- 3 pork fillets, 250gr each, cut in thick slices of appr. 2cm.
- 5 tbsp all-purpose flour
- ½ tsp allspice powder
- ½ tsp coriander powder
- 1 onion, finely chopped
- 2 garlic cloves, crushed
- 40ml Sparta Gold extra virgin olive oil
- 200ml wine Mavrodaphne (sweet red wine)
- 40ml Sparta Delicatessen balsamic vinegar
- Salt, freshly ground pepper
- 2 sprigs of rosemary, a pinch of coarse salt and a pinch of allspice for garnish.
1. In a large bowl mix the flour, allspice, coriander and pepper. Flour the pork slices with this mixture and shake well to get rid of the excess flour.

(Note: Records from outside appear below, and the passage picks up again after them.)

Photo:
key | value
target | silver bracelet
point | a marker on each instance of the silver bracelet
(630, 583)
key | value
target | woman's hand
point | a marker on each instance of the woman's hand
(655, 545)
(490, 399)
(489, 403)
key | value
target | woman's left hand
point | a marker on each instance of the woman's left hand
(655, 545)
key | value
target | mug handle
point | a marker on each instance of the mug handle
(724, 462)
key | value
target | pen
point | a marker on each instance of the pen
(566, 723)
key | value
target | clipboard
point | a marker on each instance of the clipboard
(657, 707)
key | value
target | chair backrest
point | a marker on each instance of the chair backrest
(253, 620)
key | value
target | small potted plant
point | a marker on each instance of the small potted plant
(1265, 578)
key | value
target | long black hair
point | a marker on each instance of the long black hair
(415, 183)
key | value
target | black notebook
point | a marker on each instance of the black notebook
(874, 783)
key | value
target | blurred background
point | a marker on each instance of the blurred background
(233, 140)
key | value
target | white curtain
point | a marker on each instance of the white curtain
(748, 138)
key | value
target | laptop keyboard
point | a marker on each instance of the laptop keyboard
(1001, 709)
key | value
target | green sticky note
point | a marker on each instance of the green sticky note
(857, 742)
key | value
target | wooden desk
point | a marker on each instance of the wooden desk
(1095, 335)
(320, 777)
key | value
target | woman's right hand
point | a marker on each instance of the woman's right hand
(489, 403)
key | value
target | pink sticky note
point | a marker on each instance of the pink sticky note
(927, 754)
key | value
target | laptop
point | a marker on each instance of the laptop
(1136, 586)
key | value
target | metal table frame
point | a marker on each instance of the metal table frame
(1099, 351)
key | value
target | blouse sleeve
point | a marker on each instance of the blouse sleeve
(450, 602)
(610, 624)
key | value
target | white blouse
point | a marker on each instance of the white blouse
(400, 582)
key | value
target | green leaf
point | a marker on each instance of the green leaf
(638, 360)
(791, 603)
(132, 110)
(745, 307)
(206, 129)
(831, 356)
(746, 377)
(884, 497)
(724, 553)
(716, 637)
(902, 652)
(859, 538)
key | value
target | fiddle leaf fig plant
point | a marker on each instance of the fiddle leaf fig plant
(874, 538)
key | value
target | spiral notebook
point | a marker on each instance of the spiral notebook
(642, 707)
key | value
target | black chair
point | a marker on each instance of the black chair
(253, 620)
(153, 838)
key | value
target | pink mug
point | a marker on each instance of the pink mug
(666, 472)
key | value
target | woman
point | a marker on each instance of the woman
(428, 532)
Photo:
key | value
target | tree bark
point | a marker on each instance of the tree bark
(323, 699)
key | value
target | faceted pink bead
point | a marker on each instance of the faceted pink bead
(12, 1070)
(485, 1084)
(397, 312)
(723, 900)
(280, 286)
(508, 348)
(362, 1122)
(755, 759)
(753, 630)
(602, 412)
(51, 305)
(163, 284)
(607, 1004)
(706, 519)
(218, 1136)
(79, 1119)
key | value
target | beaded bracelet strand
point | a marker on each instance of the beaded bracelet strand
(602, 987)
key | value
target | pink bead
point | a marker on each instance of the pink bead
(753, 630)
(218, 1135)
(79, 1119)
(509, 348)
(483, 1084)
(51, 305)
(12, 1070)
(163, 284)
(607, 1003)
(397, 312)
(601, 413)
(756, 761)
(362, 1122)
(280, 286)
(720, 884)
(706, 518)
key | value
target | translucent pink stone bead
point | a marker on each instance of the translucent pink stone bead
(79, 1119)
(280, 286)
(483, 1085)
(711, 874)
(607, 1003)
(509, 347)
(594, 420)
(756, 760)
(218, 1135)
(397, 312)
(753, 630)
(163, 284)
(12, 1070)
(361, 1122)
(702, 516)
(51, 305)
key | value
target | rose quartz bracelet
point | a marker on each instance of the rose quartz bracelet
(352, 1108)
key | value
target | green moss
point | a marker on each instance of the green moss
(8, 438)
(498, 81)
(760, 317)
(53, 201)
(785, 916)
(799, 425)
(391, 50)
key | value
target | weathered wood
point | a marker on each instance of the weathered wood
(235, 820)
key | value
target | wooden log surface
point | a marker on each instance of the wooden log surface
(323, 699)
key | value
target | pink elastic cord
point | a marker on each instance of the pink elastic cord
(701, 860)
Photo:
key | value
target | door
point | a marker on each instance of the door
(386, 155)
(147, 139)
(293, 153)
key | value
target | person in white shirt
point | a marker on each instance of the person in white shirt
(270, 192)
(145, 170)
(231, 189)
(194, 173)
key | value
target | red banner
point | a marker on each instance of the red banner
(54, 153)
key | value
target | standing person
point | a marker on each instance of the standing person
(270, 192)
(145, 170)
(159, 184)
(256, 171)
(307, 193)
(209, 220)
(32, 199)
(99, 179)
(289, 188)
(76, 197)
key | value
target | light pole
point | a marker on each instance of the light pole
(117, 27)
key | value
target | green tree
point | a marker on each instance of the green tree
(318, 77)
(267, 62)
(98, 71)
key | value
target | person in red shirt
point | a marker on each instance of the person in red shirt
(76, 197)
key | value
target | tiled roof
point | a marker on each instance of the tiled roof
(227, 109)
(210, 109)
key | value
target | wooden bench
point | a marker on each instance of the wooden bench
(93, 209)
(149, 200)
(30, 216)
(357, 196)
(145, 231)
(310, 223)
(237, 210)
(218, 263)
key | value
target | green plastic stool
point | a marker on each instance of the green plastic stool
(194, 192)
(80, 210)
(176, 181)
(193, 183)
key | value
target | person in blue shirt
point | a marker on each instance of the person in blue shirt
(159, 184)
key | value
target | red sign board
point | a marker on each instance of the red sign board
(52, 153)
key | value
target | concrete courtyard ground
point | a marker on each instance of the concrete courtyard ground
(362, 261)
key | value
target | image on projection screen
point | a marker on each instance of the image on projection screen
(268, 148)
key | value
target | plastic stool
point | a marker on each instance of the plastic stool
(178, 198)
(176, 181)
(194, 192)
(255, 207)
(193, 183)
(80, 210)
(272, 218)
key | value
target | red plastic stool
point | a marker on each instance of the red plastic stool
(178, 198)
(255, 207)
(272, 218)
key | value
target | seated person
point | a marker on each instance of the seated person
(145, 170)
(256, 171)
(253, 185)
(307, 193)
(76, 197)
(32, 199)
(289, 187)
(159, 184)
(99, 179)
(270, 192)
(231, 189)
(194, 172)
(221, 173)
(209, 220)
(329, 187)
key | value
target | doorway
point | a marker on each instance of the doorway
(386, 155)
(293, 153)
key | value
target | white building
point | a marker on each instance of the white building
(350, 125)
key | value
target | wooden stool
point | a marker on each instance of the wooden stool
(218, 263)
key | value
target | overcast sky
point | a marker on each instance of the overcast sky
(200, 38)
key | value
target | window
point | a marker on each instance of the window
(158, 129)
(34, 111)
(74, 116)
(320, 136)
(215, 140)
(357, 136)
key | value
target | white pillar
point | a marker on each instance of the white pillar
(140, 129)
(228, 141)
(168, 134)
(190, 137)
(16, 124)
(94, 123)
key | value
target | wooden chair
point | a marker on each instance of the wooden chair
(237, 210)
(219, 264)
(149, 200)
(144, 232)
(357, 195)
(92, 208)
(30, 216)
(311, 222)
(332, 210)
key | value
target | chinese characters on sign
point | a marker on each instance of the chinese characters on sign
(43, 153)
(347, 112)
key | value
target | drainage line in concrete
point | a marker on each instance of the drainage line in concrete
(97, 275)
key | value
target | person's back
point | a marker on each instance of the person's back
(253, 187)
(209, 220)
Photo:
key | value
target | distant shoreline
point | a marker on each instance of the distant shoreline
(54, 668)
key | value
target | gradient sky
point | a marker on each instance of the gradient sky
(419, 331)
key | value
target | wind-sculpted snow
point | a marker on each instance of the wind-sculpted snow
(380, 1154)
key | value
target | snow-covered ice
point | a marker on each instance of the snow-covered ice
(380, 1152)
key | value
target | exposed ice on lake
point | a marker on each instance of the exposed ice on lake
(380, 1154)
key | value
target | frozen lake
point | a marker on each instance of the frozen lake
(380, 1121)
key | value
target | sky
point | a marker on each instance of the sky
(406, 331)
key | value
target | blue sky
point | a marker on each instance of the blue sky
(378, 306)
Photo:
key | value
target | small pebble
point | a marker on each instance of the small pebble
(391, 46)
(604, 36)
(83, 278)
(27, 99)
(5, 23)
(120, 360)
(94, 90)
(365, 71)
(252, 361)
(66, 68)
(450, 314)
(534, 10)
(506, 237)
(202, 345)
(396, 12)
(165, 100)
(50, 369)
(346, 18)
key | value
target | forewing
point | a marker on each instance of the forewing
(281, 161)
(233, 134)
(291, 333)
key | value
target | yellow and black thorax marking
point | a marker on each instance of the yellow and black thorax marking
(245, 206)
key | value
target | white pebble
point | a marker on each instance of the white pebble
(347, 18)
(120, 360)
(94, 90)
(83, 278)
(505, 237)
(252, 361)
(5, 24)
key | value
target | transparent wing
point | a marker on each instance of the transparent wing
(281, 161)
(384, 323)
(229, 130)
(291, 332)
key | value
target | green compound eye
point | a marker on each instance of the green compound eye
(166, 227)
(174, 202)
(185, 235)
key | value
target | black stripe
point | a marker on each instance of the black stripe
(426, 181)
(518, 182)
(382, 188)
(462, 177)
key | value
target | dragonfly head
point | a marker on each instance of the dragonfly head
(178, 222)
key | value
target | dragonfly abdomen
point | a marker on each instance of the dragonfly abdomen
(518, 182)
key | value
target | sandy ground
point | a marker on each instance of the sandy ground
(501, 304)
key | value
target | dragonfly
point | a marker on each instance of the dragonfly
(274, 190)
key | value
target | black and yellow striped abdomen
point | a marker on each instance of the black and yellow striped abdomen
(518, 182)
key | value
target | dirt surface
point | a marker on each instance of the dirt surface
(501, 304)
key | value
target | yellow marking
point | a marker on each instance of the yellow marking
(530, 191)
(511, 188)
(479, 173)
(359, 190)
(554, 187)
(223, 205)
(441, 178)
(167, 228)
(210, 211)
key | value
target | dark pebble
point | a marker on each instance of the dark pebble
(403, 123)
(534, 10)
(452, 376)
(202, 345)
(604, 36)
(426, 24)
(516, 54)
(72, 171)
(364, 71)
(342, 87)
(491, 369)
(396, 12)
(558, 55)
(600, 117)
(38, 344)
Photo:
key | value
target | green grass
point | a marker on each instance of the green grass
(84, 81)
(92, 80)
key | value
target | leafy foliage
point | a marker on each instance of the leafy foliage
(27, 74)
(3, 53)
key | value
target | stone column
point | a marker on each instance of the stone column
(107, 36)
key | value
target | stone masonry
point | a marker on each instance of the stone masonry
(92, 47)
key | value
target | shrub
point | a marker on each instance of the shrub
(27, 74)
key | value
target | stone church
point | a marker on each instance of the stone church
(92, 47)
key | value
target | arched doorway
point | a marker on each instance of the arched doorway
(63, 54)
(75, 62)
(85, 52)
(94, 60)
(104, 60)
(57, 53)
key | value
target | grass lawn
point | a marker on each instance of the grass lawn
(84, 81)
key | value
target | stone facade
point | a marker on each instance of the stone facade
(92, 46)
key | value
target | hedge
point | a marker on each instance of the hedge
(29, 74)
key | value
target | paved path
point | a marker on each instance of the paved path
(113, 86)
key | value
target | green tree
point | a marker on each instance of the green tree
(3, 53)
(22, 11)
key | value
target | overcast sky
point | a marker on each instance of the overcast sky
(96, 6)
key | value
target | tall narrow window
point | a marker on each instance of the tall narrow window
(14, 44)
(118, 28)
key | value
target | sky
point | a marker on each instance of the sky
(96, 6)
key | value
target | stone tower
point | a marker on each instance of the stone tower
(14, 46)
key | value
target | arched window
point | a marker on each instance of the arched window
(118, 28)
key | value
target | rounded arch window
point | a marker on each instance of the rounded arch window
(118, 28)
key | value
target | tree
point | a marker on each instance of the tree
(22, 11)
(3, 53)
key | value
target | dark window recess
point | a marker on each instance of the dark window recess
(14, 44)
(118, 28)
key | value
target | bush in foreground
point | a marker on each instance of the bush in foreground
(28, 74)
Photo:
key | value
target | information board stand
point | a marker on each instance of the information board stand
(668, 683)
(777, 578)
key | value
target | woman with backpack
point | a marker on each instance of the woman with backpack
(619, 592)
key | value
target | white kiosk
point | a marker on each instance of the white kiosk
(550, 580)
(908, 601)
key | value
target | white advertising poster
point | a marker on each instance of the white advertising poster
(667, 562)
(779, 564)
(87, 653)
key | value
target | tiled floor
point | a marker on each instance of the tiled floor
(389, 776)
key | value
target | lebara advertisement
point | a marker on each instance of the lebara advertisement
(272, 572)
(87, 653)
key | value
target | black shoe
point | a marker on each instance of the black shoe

2. Take a large skillet and heat the Sparta Gold oil over medium heat. Sauté the onion for 2’ until wilted. Add the garlic, stir for 1’-2’ and then put the meat. Sauté both side of the pork for 2’. Pour Mavrodaphne and Sparta balsamic vinegar, lower heat and cook for 7’-8’ until the meat is tender. If you do not have large skillet, divide the above ingreients into two doses and preheat the oven to 50ο C. Put the first dose in a bowl and place it in the oven until the second dose is ready.
3. Your delicious food is ready, sprinkle with coarse salt, allspice and rosemary and serve with fried potatoes or rice.